Wednesday, January 15, 2014

David Chappell: "Waking from a Dream"

David Chappell's new book went on sale yesterday, just in time for the holiday weekend.  It's full title is Waking from a Dream: The Struggle for Civil Rights in the Shadow of Martin Luther King, Jr.  Chappell is the Rothbaum Professor of Modern American History at the University of Oklahoma and the author of the acclaimed Stone of Hope: Prophetic Religion and the Death of Jim Crow.

Over at Religion in American History, Michael Hammond has published a two-part interview with Chappell.  You can read Part I here.  And here is a taste of Part II:


Hammond: So, getting at this broad and deep story, you wrote in your introduction that after the victories of the civil rights era, there is no heroic narrative. The years after King appear aimless, without one unifying force. As I read the book, this is not the story most of us have heard before: the story of busing, affirmative action, the Bob Jones case, for example. Those battles are left out of your book, probably intentionally. Does this aimlessness in the story point back to Martin Luther King as an exemplary leader? Or is this just the random nature of history as it unfolds in different times?

Chappell: There is a narrative thread through the story I tell in the book. Many people saw themselves carrying on Martin Luther King’s unfinished business, even in cases where they came to disagree with him. Martin Luther King’s name signifies changes in our social and political system. And he wasn’t finished. If you pay any attention to what he actually said before he died, he was nowhere near. That gives the story a kind of coherence, but I don’t want people to go away with that as the point of the story.

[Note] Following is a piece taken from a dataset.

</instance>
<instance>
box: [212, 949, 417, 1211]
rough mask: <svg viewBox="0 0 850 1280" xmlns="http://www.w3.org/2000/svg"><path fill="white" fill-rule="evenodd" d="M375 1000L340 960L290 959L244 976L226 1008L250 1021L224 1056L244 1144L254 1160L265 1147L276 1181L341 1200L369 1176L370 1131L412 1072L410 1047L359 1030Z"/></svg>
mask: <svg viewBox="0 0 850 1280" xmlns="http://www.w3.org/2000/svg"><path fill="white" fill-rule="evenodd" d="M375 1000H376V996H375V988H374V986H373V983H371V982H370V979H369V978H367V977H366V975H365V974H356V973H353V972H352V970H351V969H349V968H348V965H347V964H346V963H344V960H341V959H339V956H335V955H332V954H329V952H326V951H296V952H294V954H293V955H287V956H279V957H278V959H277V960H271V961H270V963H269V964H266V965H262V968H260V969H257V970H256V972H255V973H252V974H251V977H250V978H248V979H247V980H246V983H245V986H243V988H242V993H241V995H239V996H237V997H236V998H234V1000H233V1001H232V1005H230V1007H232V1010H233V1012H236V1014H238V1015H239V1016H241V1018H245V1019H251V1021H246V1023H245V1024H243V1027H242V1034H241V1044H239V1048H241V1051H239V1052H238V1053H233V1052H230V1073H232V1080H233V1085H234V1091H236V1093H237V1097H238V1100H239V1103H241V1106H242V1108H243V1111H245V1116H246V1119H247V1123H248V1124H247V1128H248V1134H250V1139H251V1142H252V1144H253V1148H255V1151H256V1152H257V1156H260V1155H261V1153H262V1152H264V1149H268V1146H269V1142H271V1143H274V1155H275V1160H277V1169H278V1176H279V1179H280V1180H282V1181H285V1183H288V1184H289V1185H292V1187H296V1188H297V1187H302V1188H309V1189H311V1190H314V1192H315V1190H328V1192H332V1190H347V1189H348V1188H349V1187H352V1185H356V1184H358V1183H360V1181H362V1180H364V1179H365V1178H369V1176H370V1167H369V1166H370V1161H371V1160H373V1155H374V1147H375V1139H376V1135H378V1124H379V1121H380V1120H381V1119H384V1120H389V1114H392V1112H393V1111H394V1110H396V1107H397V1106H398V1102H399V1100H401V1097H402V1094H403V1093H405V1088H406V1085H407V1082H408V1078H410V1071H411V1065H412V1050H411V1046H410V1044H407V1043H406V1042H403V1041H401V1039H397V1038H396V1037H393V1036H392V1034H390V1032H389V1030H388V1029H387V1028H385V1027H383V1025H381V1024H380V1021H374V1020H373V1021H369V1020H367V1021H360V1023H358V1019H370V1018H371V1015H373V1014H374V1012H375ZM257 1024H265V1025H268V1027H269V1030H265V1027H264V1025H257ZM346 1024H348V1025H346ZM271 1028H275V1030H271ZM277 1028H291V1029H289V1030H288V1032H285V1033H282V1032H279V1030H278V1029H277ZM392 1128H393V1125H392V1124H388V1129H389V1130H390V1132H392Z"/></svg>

You could see it more loosely as just this ongoing struggle for African American freedom that’s been going on since the middle passage, and some ways since before the middle passage. I think each new chapter takes a very, very different perspective and tells a very, very different story from the previous chapter. And I do think I am more of a splitter than a lumper—that it’s the uniqueness of historical events and historical characters historical circumstances that leap out to you and demands attention.